From: Florian Westphal <fw@strlen.de>
To: <netdev@vger.kernel.org>
Cc: Paolo Abeni <pabeni@redhat.com>,
"David S. Miller" <davem@davemloft.net>,
Eric Dumazet <edumazet@google.com>,
Jakub Kicinski <kuba@kernel.org>,
<netfilter-devel@vger.kernel.org>,
pablo@netfilter.org
Subject: [PATCH net-next 8/9] netfilter: nfnetlink_queue: do shared-unconfirmed check before segmentation
Date: Wed, 28 Jan 2026 16:41:54 +0100 [thread overview]
Message-ID: <20260128154155.32143-9-fw@strlen.de> (raw)
In-Reply-To: <20260128154155.32143-1-fw@strlen.de>
Ulrich reports a regression with nfqueue:
If an application did not set the 'F_GSO' capability flag and a gso
packet with an unconfirmed nf_conn entry is received all packets are
now dropped instead of queued, because the check happens after
skb_gso_segment(). In that case, we did have exclusive ownership
of the skb and its associated conntrack entry. The elevated use
count is due to skb_clone happening via skb_gso_segment().
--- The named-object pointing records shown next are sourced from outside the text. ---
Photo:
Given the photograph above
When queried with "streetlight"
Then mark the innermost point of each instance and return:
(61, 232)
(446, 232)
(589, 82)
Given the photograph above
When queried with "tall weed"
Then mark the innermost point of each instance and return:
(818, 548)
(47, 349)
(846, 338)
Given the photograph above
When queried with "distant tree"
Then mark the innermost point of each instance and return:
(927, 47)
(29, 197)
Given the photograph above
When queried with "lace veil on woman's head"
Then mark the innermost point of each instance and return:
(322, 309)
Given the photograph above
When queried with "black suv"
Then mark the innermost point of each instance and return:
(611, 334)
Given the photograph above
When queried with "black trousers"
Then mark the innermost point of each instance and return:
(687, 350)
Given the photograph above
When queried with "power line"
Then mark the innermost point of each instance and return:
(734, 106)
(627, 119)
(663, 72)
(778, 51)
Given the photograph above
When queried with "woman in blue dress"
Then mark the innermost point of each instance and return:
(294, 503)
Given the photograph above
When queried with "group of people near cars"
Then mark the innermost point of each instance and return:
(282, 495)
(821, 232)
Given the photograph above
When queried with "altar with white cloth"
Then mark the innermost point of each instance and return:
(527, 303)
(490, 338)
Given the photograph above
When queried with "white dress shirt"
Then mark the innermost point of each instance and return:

Move the check so that its peformed vs. the aggregated packet.
Then, annotate the individual segments except the first one so we
can do a 2nd check at reinject time.
For the normal case, where userspace does in-order reinjects, this avoids
packet drops: first reinjected segment continues traversal and confirms
entry, remaining segments observe the confirmed entry.
While at it, simplify nf_ct_drop_unconfirmed(): We only care about
unconfirmed entries with a refcnt > 1, there is no need to special-case
dying entries.
This only happens with UDP. With TCP, the only unconfirmed packet will
be the TCP SYN, those aren't aggregated by GRO.
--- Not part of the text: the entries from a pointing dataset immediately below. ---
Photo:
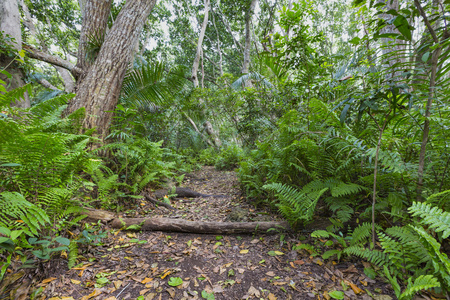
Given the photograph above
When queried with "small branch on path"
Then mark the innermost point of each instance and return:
(160, 203)
(180, 225)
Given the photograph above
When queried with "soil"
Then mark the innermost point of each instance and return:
(127, 265)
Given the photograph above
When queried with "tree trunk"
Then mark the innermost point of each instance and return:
(95, 15)
(219, 50)
(99, 91)
(431, 94)
(199, 46)
(10, 25)
(248, 37)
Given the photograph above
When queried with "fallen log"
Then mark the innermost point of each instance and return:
(180, 225)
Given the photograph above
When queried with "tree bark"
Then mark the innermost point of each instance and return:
(218, 47)
(99, 91)
(248, 37)
(95, 15)
(10, 25)
(199, 46)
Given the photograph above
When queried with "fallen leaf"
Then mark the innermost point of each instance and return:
(272, 297)
(47, 280)
(142, 292)
(279, 283)
(150, 296)
(355, 288)
(171, 292)
(146, 280)
(253, 292)
(166, 274)
(117, 284)
(95, 293)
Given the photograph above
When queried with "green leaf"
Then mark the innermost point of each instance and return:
(403, 26)
(175, 281)
(336, 295)
(426, 56)
(208, 296)
(370, 273)
(10, 165)
(355, 40)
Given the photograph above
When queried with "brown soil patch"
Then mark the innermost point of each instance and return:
(129, 265)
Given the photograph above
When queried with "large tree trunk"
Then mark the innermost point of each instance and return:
(95, 15)
(248, 37)
(10, 25)
(99, 91)
(199, 46)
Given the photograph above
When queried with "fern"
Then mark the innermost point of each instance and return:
(423, 282)
(14, 209)
(295, 205)
(433, 217)
(73, 254)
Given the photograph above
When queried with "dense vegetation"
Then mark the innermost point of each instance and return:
(344, 111)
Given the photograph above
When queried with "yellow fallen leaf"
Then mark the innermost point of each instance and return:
(95, 293)
(166, 274)
(47, 280)
(355, 288)
(142, 292)
(117, 283)
(146, 280)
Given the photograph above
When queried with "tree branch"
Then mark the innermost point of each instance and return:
(51, 59)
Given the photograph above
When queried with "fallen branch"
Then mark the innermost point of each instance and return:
(180, 225)
(160, 203)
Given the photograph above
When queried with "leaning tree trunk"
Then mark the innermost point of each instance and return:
(10, 25)
(248, 37)
(99, 91)
(95, 23)
(199, 46)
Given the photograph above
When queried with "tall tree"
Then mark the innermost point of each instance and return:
(248, 37)
(199, 45)
(99, 89)
(10, 26)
Next patch adds a udpgro test case to cover this scenario.
Reported-by: Ulrich Weber <ulrich.weber@gmail.com>
Fixes: 7d8dc1c7be8d ("netfilter: nf_queue: drop packets with cloned unconfirmed conntracks")
Signed-off-by: Florian Westphal <fw@strlen.de>
---
include/net/netfilter/nf_queue.h | 1 +
net/netfilter/nfnetlink_queue.c | 119 ++++++++++++++++++-------------
2 files changed, 69 insertions(+), 51 deletions(-)
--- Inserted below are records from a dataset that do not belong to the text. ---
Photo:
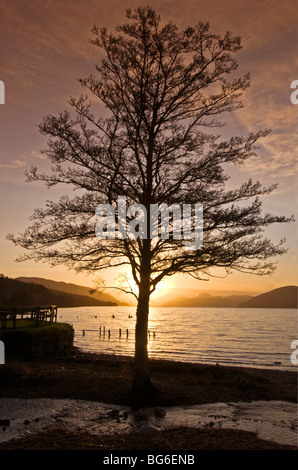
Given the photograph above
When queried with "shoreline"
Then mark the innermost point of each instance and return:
(106, 378)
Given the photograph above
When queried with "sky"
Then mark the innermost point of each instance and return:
(45, 48)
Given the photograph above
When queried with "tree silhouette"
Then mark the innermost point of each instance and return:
(163, 90)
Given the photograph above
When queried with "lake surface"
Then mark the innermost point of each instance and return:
(229, 336)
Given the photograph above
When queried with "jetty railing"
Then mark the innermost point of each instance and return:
(40, 314)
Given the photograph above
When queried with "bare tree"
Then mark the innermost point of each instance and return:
(164, 90)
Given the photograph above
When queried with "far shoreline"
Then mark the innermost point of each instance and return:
(106, 378)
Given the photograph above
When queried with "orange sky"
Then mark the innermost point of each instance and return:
(45, 48)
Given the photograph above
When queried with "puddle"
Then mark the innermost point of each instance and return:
(275, 421)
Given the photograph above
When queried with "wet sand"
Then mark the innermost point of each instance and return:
(106, 379)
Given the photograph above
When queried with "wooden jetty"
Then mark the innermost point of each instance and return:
(41, 314)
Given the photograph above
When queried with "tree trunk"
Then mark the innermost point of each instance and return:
(142, 386)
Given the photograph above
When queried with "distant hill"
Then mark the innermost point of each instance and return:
(208, 300)
(15, 293)
(71, 289)
(282, 297)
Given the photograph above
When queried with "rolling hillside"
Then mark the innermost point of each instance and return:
(282, 297)
(70, 289)
(14, 293)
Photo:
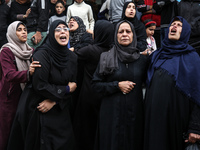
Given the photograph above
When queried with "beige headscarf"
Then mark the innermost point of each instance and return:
(22, 51)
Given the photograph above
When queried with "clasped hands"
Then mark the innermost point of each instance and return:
(126, 86)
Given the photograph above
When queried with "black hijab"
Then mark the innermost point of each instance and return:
(103, 33)
(59, 55)
(139, 28)
(126, 54)
(78, 33)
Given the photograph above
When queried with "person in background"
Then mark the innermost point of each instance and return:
(5, 15)
(19, 10)
(15, 71)
(37, 22)
(60, 8)
(129, 13)
(193, 18)
(42, 120)
(150, 26)
(87, 110)
(119, 78)
(84, 11)
(172, 104)
(167, 10)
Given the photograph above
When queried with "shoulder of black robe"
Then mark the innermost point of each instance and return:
(59, 55)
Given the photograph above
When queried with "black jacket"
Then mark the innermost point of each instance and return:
(39, 16)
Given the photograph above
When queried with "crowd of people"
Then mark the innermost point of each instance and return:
(71, 82)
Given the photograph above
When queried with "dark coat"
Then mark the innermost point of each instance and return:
(87, 110)
(33, 130)
(10, 92)
(121, 115)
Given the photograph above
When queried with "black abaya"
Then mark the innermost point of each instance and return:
(121, 115)
(167, 113)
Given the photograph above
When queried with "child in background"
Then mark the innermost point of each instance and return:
(150, 26)
(60, 8)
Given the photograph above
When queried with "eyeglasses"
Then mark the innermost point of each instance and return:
(60, 29)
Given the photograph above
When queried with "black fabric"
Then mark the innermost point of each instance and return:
(18, 9)
(4, 17)
(33, 130)
(38, 19)
(166, 114)
(193, 18)
(120, 125)
(109, 60)
(78, 33)
(59, 54)
(103, 33)
(139, 29)
(87, 110)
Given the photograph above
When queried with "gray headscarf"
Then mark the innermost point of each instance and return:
(22, 51)
(126, 54)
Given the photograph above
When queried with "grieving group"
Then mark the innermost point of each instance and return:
(40, 107)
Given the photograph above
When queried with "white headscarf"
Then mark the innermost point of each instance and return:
(22, 51)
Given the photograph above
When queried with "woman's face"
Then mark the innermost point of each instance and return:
(21, 33)
(125, 34)
(73, 25)
(130, 10)
(62, 34)
(150, 31)
(175, 30)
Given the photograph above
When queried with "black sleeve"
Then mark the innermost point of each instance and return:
(41, 76)
(85, 40)
(100, 85)
(43, 16)
(194, 124)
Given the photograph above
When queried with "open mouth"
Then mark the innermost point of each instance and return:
(63, 38)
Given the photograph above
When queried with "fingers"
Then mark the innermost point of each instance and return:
(126, 86)
(193, 138)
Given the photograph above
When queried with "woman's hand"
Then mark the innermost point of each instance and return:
(71, 49)
(32, 66)
(72, 86)
(46, 105)
(126, 86)
(89, 31)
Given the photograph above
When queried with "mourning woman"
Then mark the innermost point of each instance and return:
(14, 73)
(172, 105)
(119, 77)
(87, 111)
(129, 13)
(42, 120)
(78, 35)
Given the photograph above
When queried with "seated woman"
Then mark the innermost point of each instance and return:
(172, 104)
(119, 78)
(78, 35)
(87, 111)
(42, 120)
(129, 13)
(14, 73)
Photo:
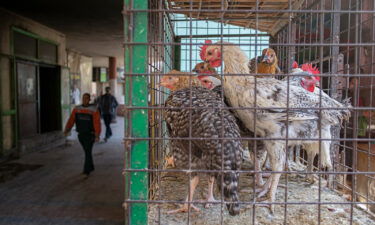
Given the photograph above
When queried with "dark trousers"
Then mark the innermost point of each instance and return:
(107, 121)
(87, 141)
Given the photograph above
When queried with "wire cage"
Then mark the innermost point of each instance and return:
(335, 36)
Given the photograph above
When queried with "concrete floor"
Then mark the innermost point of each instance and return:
(56, 193)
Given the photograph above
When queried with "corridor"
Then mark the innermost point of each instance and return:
(52, 191)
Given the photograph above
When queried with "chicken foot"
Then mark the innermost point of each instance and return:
(185, 208)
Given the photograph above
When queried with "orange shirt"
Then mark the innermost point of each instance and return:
(86, 118)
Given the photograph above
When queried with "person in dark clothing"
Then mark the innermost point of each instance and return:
(107, 106)
(87, 120)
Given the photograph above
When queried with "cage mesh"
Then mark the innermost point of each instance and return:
(337, 36)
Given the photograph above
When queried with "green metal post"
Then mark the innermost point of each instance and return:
(177, 53)
(136, 31)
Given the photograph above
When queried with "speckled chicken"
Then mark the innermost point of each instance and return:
(204, 70)
(267, 63)
(282, 111)
(206, 121)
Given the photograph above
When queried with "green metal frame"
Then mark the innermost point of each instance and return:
(136, 123)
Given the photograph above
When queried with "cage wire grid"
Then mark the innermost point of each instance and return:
(337, 36)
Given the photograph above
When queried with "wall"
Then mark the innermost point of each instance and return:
(7, 93)
(80, 67)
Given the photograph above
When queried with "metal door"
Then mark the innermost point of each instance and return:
(27, 99)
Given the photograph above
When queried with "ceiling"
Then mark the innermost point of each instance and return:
(93, 27)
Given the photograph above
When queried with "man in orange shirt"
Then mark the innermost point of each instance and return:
(87, 120)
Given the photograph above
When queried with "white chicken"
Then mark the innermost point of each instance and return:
(288, 116)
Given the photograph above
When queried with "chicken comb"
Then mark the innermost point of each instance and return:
(203, 49)
(309, 68)
(295, 65)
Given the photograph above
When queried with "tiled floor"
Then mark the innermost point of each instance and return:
(56, 193)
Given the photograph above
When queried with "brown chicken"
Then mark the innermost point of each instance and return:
(266, 63)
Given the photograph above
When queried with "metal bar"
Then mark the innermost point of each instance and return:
(136, 29)
(177, 53)
(182, 11)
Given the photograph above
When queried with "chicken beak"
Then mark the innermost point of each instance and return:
(217, 77)
(160, 84)
(266, 59)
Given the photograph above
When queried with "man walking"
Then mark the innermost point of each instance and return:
(107, 106)
(87, 120)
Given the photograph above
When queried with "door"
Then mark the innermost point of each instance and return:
(27, 99)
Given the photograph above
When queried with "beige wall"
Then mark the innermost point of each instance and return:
(7, 21)
(80, 66)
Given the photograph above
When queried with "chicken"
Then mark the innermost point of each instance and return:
(173, 82)
(259, 152)
(266, 63)
(307, 78)
(280, 114)
(207, 122)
diff --git a/include/net/netfilter/nf_queue.h b/include/net/netfilter/nf_queue.h
index e6803831d6af..70dac4ab2f35 100644
--- a/include/net/netfilter/nf_queue.h
+++ b/include/net/netfilter/nf_queue.h
@@ -21,6 +21,7 @@ struct nf_queue_entry {
struct net_device *physout;
#endif
struct nf_hook_state state;
+ bool nf_ct_was_unconfirmed;
u16 size; /* sizeof(entry) + saved route keys */
u16 queue_num;
diff --git a/net/netfilter/nfnetlink_queue.c b/net/netfilter/nfnetlink_queue.c
index 671b52c652ef..930b0e534d1e 100644
--- a/net/netfilter/nfnetlink_queue.c
+++ b/net/netfilter/nfnetlink_queue.c
@@ -435,6 +435,33 @@ static void nf_reinject(struct nf_queue_entry *entry, unsigned int verdict)
nf_queue_entry_free(entry);
}
+/* return true if the entry has an unconfirmed conntrack attached that isn't owned by us
+ * exclusively.
+ */
+static bool nf_ct_drop_unconfirmed(const struct nf_queue_entry *entry, bool *is_unconfirmed)
+{
+#if IS_ENABLED(CONFIG_NF_CONNTRACK)
+ struct nf_conn *ct = (void *)skb_nfct(entry->skb);
+
+ if (!ct || nf_ct_is_confirmed(ct))
+ return false;
+
+ *is_unconfirmed = true;
+
+ /* in some cases skb_clone() can occur after initial conntrack
+ * pickup, but conntrack assumes exclusive skb->_nfct ownership for
+ * unconfirmed entries.
+ *
+ * This happens for br_netfilter and with ip multicast routing.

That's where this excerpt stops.